A part of the school drop-off ritual I have with my daughter is to ask her what she needs to do in her classroom. The answer: serious listening to learn. From a young age we are told that listening is extremely important. As we move beyond the classroom and into the professional world, we attempt to hone this skill as a tool of understanding, empathy and advantage. We respect those who listen to us and those who are actively seeking to better understand what we are trying to convey. Many can think of ‘that boss’ we had in our careers. It’s either the one that didn’t listen at all or made listening look effortless. In large complex organizations, individuals are implored to be better listeners, but how can these same organizations become better listeners themselves?

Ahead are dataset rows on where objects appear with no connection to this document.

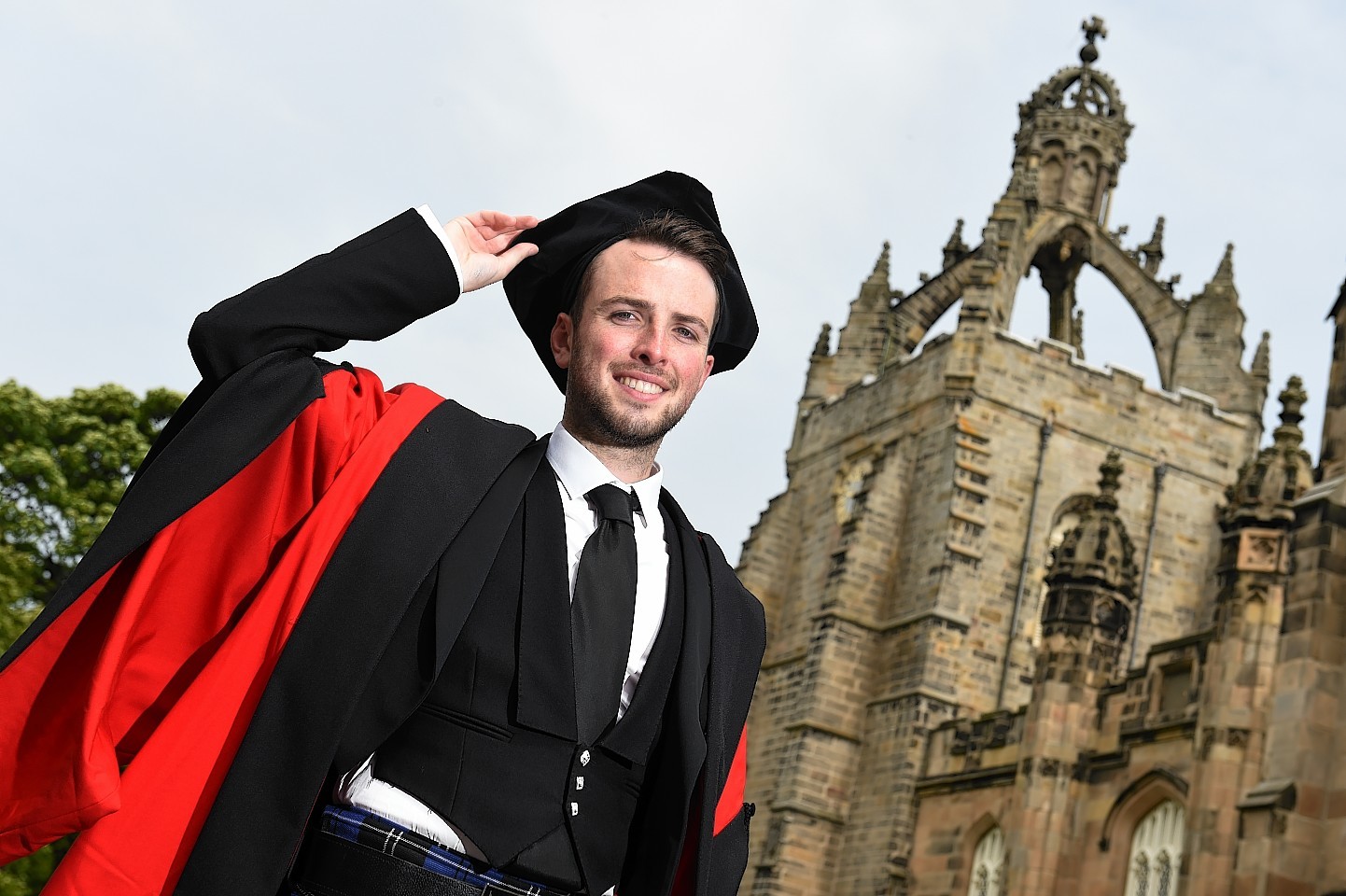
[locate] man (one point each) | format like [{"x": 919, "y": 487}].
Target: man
[{"x": 322, "y": 592}]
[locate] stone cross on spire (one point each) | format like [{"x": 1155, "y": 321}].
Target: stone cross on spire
[{"x": 1093, "y": 30}]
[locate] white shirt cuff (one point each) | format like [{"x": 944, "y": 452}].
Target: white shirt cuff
[{"x": 443, "y": 237}]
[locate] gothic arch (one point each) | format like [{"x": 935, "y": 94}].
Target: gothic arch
[
  {"x": 1159, "y": 313},
  {"x": 986, "y": 859},
  {"x": 1136, "y": 801}
]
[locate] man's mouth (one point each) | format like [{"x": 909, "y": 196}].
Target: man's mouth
[{"x": 641, "y": 385}]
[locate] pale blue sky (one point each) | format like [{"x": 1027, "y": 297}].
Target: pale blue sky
[{"x": 161, "y": 156}]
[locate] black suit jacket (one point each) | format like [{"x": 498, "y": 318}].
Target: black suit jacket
[{"x": 356, "y": 664}]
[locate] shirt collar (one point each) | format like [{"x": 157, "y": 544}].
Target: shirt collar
[{"x": 579, "y": 471}]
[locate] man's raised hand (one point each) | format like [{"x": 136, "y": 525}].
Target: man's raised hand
[{"x": 482, "y": 244}]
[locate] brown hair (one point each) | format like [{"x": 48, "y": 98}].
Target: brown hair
[{"x": 676, "y": 233}]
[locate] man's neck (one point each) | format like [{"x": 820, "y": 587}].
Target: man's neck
[{"x": 627, "y": 465}]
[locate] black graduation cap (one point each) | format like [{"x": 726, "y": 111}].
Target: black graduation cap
[{"x": 544, "y": 286}]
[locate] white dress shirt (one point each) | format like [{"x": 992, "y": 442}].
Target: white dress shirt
[{"x": 578, "y": 471}]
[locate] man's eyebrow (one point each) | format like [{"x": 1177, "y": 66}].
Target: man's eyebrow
[
  {"x": 692, "y": 319},
  {"x": 643, "y": 304}
]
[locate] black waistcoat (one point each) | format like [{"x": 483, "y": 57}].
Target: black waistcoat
[{"x": 493, "y": 749}]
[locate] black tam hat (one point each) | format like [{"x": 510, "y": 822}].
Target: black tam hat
[{"x": 545, "y": 284}]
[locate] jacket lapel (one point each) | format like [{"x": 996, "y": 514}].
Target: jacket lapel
[{"x": 545, "y": 666}]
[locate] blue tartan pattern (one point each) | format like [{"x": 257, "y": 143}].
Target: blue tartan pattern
[{"x": 390, "y": 838}]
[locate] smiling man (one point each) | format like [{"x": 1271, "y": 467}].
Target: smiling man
[{"x": 350, "y": 640}]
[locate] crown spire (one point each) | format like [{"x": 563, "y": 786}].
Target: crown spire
[{"x": 1093, "y": 30}]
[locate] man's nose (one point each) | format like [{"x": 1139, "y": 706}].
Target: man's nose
[{"x": 652, "y": 347}]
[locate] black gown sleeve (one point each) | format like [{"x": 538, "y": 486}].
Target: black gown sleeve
[{"x": 366, "y": 288}]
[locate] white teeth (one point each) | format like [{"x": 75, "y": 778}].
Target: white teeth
[{"x": 641, "y": 385}]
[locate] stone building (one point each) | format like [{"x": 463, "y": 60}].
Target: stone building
[{"x": 1038, "y": 627}]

After major events, leaders will typically say that they are working hard to listen to those affected. They see this as the first step in understanding what went wrong and how they might be able to ‘fix’ the problem in the future. Much like my daughter attending class, they know they need ‘serious listening to learn’. Listening to those not often consulted can be challenging – particularly after a major negative event. When leaders go on ‘listening tours’ of their operations they are rightly attempting to gather information that the conventional channels within the organization do not make them privy to. As organizations attempt to scale this essential capacity, it is important to understand what it takes for an organization to listen – not just at the time of crisis but rather as part of its steady state operations. Listening isn’t an individual capability as much as it is an organizational capacity. The capacity to listen requires that organizations be able to do the following: receive new information, consider the signals and prioritize the actions.
Many organizations will be awash with data. It’s a constant refrain from leaders that they are ‘data rich and insight poor’. Studies back these claims. In one offshore analysis, McKinsey looked at the volume of data that were being captured vs the amount that was being used to support day-to-day decision-making. The findings were stark – less than 0.25% of all data captured were used to support daily decisions. This case study illustrates the challenges of receiving new information that has been analyzed against some form of performance criteria. To support the needs of the decision-maker, the information must be relevant, timely and context-rich. If these characteristics are not met, then the new information quickly becomes noise.
Therefore, organizations need to be able to scale the measurement and communication of risk and performance information. The compartmentalization (and contextualization) of this information is key to better serving decision-makers. The ability to receive information is a systems challenge. It requires the understanding of what data are required, the analysis of these data and making the information accessible and useful to decision-makers.
Supporting decision-making environments means understanding the needs of consumers of performance information. This requires the ability for decision-makers to ‘step back’ and review the incoming information against their needs for the decision at hand. The ability to determine the applicability of the incoming performance information will help decision-makers not become overwhelmed. Empathy for not just what information is presented to people but also how information is presented is where many systems fail consumers of the information they provide.
In tightly-coupled systems this is known as being able to detect weak signals. The classic story of these weak signals being received but not adequately considered comes from the 1986 Challenger disaster and the famed O-ring failure. Without treading on Diane Vaughan’s seminal work around normalization of deviance, the detection of weak signals is paramount to managing change within operations and responding before (rather than reacting after) the effect of these changes are understood.
The ability to prioritize information based on organization need and determine what actions to take is the final challenge of organizational information systems. ‘Busy work’ is the scourge of many managers around the world. This is the phenomenon of people working hard on tasks that offer little value to organizations. A common defense of a manager’s team is that they are ‘hard working’ and ‘very busy’. The evidence for this is vast. People in organizations around the world are ‘busy’ developing reports, conducting inspections and preparing presentations that consume our only truly non-renewable resource: time. These activities destroy value (not to mention morale) but they are familiar – ‘it’s the way we’ve always done things around here’ – so they are difficult to usurp.
An excellent example of systems not being able to link information to prioritized actions comes from Stephen Berlin Johnson’s book, Where Good Ideas Come From. In this book he examines the information that was being made available to multiple agencies across the US government in the run up to the terrorist attacks on September 11, 2001. The difficulty in deciphering what is useful information is laid bare in his book. There is no question that people in the different agencies were working long hours. They knew of the threat but could not connect the dots to determine the actions of the highest value.
Building the capacity to listen across an organization is a systematic challenge that can be highly contextual. Information systems need to focus on the consumer of the information as well as the users of the system itself (and not just meet the needs of the buyer). Integrating the ability to receive new information, consider the signals and prioritize the actions will help scale this invaluable capacity. Seeing listening as an individual capability and treating it as something that can be trained won’t move the needle. Participants in such training sessions who hear the refrain ‘serious listening to learn’ could be forgiven for thinking it is an elementary reminder particularly if the systems they operate don’t support them.